Looking to the future
Jewish educational establishment prepares for online learning
It’s not just the local founders of Yeshivat He’atid who believe its increased use of computer educational technology constitutes the wave of the future.
The Avi Chai Foundation, a major funder of Jewish day school education, is supporting the school with a significant grant while helping other schools launch similar programs.
Still, while some put their faith in technology, others are more cautious, stressing the continued important role of the individual teacher.
Get The Jewish Standard Newsletter by email and never miss our top stories Free Sign Up
![]() |
Rachel Abrahams |
“We believe that the model for blended learning – which includes significant face-to-face time with an instructor as well as time that is technology based – is an important model for the day school to implement,” said Rachel Abrahams, a program officer for the foundation.
“It holds potential from both an educational perspective and a financial perspective,” she said. “We feel it’s very important to support the experiment. We’re going to have to spend the next three, four years watching to see if it’s a fruitful approach.”
Two blended learning schools have already opened this year: The Pre-Collegiate Learning Center in East Brunswick, and a new school in Baltimore.
Avi Chai has also created a Digital Jewish Learning Network, which currently enables 18 schools to experiment with online learning, sharing what they learn about choosing the right courses and monitoring students. The Frisch School and the Yavneh Academy, both in Paramus, are participants in the network.
In addition, the organization is working to seed the creation of an online Jewish studies curriculum.
The head of Yeshivat He’atid, Rabbi Netanel Gralla, said that while there are tens of thousands of online courses and educational programs, that bounty doesn’t exist – at least not yet – in the world of Jewish studies.
Avi Chai is working to change that. Last week, it helped send 10 Jewish educators to a national conference on online learning.
The organization is also looking more closely at the Hebrew-language curricula it has sponsored to determine “how to move into the 21st century and not just be paper-based.”
For NETA – a curriculum dealing with Hebrew instruction for grades 6-12 – “What we want to do is use technology to do some of the things we already do but better, more quickly, easily, effectively, economically,” said Naomi Stillman, NETA’s associate director. “There are also new things we hope to do.”
Locally, the NETA curriculum is used at the Solomon Schechter Day School of Bergen County in New Milford, and Yavneh Academy and Ben Porat Yosef, both in Paramus.
Stillman said she didn’t believe computer learning could ever replace a teacher.
She said she is skeptical of students “actually mastering a language, especially in this age range, primarily with web-based or online computer tools. Look at the number of people who have the Rosetta Stone foreign language software sitting on their shelf next to ‘War and Peace’ as something to do some day.”
Technology will clearly improve some aspects of the program, said Stillman. For example, she noted, moving the spoken-language recordings from CDs to the web will be more convenient for many teachers.
Work is under way on creating initial online units, said Stillman, and already developers have learned that teachers are indispensable.
“We thought you could teach the grammatical aspect via the computer with minimal teacher intervention. Even that isn’t the case. You need to integrate it so the teacher can pick up where the computer-based activity left off and activate the student’s knowledge.”
Stillman also dismissed some of the enthusiasm surrounding online language programs.
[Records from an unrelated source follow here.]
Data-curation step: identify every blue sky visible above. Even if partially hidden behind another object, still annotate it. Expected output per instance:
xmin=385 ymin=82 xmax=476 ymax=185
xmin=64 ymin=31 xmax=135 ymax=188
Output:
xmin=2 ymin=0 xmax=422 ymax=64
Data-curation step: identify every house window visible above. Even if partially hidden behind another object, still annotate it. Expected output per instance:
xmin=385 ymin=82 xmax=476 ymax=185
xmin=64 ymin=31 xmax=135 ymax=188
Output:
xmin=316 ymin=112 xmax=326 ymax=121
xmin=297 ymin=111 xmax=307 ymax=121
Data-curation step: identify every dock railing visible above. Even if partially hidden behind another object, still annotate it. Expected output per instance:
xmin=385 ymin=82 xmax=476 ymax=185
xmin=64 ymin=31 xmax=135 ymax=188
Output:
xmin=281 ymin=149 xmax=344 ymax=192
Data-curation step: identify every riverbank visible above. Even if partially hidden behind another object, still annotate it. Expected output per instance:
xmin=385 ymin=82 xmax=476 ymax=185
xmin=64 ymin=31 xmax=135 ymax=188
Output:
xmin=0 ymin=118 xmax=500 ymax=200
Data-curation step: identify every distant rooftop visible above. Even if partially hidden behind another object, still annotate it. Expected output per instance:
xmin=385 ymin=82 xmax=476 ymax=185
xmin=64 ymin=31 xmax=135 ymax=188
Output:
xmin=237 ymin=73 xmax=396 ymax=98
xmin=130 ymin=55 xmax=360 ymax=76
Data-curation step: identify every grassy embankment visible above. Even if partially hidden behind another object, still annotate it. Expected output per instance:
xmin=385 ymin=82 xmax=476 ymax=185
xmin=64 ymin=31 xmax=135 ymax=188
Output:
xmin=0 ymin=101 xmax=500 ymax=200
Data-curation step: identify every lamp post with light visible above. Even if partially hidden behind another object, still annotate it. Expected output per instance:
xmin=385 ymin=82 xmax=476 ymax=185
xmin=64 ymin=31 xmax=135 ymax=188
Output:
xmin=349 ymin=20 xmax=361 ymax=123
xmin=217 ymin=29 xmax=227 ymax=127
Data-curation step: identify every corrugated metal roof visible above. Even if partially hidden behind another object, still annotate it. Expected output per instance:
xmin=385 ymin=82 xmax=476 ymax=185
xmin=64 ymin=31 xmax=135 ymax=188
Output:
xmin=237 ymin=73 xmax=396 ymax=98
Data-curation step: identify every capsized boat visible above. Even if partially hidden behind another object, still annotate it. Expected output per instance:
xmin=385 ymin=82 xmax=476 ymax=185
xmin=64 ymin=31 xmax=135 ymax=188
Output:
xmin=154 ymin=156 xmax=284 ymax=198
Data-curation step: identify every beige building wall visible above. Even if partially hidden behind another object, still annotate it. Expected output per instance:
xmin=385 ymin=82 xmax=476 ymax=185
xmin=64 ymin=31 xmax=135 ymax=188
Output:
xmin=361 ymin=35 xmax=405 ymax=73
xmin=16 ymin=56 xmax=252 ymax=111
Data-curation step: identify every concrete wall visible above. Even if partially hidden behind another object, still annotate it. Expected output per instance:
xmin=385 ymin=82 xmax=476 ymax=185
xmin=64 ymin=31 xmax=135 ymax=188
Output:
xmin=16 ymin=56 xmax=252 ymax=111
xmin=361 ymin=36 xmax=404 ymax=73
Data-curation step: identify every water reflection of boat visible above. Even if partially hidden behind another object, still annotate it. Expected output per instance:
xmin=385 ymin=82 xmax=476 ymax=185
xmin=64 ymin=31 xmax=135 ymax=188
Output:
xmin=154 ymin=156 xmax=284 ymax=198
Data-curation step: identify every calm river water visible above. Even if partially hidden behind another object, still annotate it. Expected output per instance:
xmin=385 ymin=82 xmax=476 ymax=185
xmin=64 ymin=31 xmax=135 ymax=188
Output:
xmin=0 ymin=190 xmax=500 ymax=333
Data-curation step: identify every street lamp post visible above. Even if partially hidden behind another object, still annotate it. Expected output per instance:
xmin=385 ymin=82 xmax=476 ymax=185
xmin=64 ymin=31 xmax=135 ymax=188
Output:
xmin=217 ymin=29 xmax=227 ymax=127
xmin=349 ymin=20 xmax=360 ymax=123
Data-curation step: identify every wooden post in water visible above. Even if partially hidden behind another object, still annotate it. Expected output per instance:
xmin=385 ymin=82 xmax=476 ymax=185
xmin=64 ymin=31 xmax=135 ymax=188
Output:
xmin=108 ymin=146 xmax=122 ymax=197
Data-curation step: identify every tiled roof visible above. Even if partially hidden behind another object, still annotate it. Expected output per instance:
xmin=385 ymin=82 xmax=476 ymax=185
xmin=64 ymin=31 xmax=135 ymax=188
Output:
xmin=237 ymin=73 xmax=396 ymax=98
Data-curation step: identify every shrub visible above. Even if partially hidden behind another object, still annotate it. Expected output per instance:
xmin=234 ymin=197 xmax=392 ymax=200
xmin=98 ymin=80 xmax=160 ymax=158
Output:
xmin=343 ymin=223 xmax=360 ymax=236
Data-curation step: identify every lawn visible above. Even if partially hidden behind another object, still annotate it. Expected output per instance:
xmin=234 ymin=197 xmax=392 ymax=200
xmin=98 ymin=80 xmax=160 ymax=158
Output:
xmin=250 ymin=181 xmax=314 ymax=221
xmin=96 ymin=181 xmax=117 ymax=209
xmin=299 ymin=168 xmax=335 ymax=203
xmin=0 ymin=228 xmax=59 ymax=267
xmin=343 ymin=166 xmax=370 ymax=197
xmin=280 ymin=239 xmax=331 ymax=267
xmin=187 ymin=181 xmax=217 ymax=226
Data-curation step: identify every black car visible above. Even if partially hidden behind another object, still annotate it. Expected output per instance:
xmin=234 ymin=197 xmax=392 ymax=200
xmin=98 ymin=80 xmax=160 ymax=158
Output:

“We have yet to see evidence that a purely computer-based language learning system exists that works well for most people most of the time.
“I’m not yet convinced that computers on their own can really bring about the kind of mastery of language or excitement of language that a real, authentic dialogue or intellectual experience can bring about,” she said.
But looking ahead several years to 2017 – when next year’s first-graders at Yeshivat He’Atid enter sixth grade and are eligible for the NETA curriculum – Stillman thinks the students “will be able to access all the materials online, and that includes audio, visual, as well as textual material and so on. I think they will be truly interactive with the computer, not just flashcards. Grammar instruction will be online, probably at any level.” And possibly, she said, the computer will help with reading comprehension and writing.
Stillman does not believe that speech recognition will be good enough to use for Hebrew instruction.
One major obstacle NETA and other Jewish curriculum-development projects face is the small size of the Jewish day school market. NETA has 15,000 participating students in 115 schools around the world.
“It’s a tiny number compared to a metropolitan school district,” she said. “It’s one of the limiting factors we have in the continued development of many quality technologies.”